アトピー性皮膚炎の発症や悪化を防ぐためには、「皮膚のバリア機能を守ること」と「刺激因子を遠ざけること」**の2点が極めて重要です。
2026年現在の最新の知見に基づいた、今後10年を見据えた具体的な対処法をまとめました。
- 「バリア機能」の維持(保湿の徹底)
皮膚の表面にある角質層が正常に機能していれば、アレルゲンの侵入を防げます。
- 1日2回の保湿: 入浴後(10分以内)だけでなく、朝も保湿剤を塗ることで、1日中バリア機能を維持します。
- 正しい洗浄: 石鹸をしっかり泡立て、手で優しく洗います。ナイロンタオルなどでこすると、バリア機能が物理的に破壊されるため厳禁です。
- 38〜40℃のぬるま湯: 熱すぎるお湯は、皮膚の保湿成分であるセラミドを流し出してしまうため、ぬるめのお湯を選んでください。
- 環境因子(アレルゲン・刺激物)の除去
外からの刺激を最小限に抑えます。
- 衣類の素材選び: 化学繊維(ポリエステルやナイロン)は静電気を発生させ、皮膚の痒みを誘発します。肌に直接触れるものは、オーガニックコットン(GOTS認証等)などの低刺激な天然素材を選ぶのが理想的です。

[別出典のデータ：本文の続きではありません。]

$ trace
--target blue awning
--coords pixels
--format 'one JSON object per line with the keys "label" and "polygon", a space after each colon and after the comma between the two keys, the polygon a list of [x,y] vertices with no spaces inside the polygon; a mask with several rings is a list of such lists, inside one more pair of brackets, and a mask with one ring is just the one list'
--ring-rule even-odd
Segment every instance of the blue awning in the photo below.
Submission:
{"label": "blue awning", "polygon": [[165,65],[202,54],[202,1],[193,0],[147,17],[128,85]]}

- ダニ・ハウスダスト対策: こまめな掃除と寝具の乾燥を行い、室内環境を清潔に保ちます。
- 汗の処理: 汗は放置すると刺激物になります。汗をかいたら濡れタオルで押さえるように拭くか、早めにシャワーで流してください。
- 腸内環境と食事の管理
免疫の7割は腸にあると言われており、皮膚の状態と密接に関係しています。
- 食物繊維と発酵食品: 腸内細菌叢(マイクロバイオーム)を整えることで、免疫系の過剰反応を抑えます。
- 良質な脂質の摂取: オメガ3系脂肪酸(魚油や亜麻仁油など)は炎症を抑える働きがあります。逆に、加工食品に含まれる添加物や過剰な糖分は炎症を助長する可能性があります。
- ストレスケアと睡眠
- 自律神経の安定: ストレスは皮膚の痒みを感じる閾値を下げてしまいます。
- 質の高い睡眠: 皮膚の修復は睡眠中に行われます。特に2026年現在はデジタル機器による睡眠の質の低下が懸念されているため、就寝前のスクリーンタイム制限も有効です。